Gördüğüm diğer şey ise çoktan büyük bir savaşın içinde olan Savaşçı Elza'ydı. Ben özsel yükselirken o savaşına başlamıştı. Şekil simyasıyla sayısız zamansal tuzaklar kuruyor ve akımlar halinde saldıran gölgeleri kısa süreli tutsak ediyordu. Bu süreçte benim işimi bitirmem ve onları bu mabede hapsederek mühürlemem gerekiyordu. Onlar zaten ölmüş ruhların gölgeleriyken öldürülmeleri imkansızdı.
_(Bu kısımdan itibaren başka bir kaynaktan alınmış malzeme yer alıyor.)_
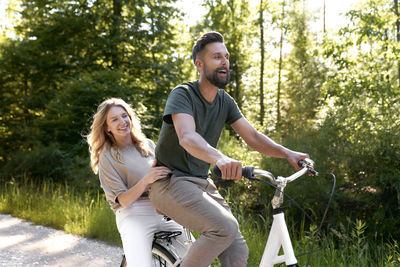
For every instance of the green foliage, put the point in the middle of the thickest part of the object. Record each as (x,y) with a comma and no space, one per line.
(58,206)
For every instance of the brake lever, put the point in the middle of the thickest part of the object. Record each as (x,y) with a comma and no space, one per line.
(309,164)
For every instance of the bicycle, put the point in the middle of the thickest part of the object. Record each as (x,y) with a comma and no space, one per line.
(167,250)
(279,235)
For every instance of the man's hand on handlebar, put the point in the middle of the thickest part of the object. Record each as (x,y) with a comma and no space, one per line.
(230,169)
(294,157)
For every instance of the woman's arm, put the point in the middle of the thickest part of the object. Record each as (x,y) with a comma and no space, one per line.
(132,194)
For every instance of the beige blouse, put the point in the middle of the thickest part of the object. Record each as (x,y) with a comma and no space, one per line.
(116,177)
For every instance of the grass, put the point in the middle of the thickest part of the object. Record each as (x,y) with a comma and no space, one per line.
(89,215)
Varlığımın fark edilmediğini bildiğim için yeni bir simya ile lahidi özsel yükselme ile kendi gerçekliğime taşımıştım. Zaman kaybetmeden ikinci günlüğü ellerimin arasına almış ve ritüeli başlatmıştım. Çok geçmeden günlük, obka özü, flüt ve yaprak havada asılı bir hale gelmişti. Bu güçlü simyanın sihirli sözlerini söylemeye devam ettikçe obka özü, flüt ve yaprak ışıksal bir patlamayla form değiştirmiş ve ışık demeti haline gelmişti. Mührün son sözüyle birlikte ise bir anahtar halinde günlüğün kilidini kırmış ve içine girip ona dahil olarak gözden kaybolmuştu. Yeni rehberim ve dostum olacak ve daha kendisiyle henüz tanışmadım günlüğüm ellerimin arasında duruyordu. Şimdi yapmam gereken şey özsel birleşme ve bu mabedi içinde zamansal gölgelere birlikte sonsuza dek mühürlemekti. Bunun için yapmam gereken tek şey bir damla kanımı günlüğün dış yüzüne akıtmaktı.
Çok geçmeden kanımı günlüğün dış yüzüne akıtmış ve Tahas'ın mührünün sesine benzer bir ses kulaklarımda çınlamıştı. Şimdi tüm gerçeklik gözlerimin önünde kırılıyordu. Gerçek bedenim savaşçı Elza ile birlikte bulunduğum gerçekliğe sürüklenmiş ve büyük bir çarpma ile özsel bütünleşmiştik. Diğer gerçeklikteki lahit içindekilerle birlikte yeni arındırılmış gerçekliğe taşınmıştı. Yine aynı mabedin içindeydik ama tek farkla eski gerçeklik içindekilerle birlikte karanlığın sonsuzluğuna hapsedilmişti. Ben ise görevini bitirmenin verdiği huzurla arkadaşlarıma katılmak için beni bekleyen odama dönmek ve güzelce dinlenmek istiyordum.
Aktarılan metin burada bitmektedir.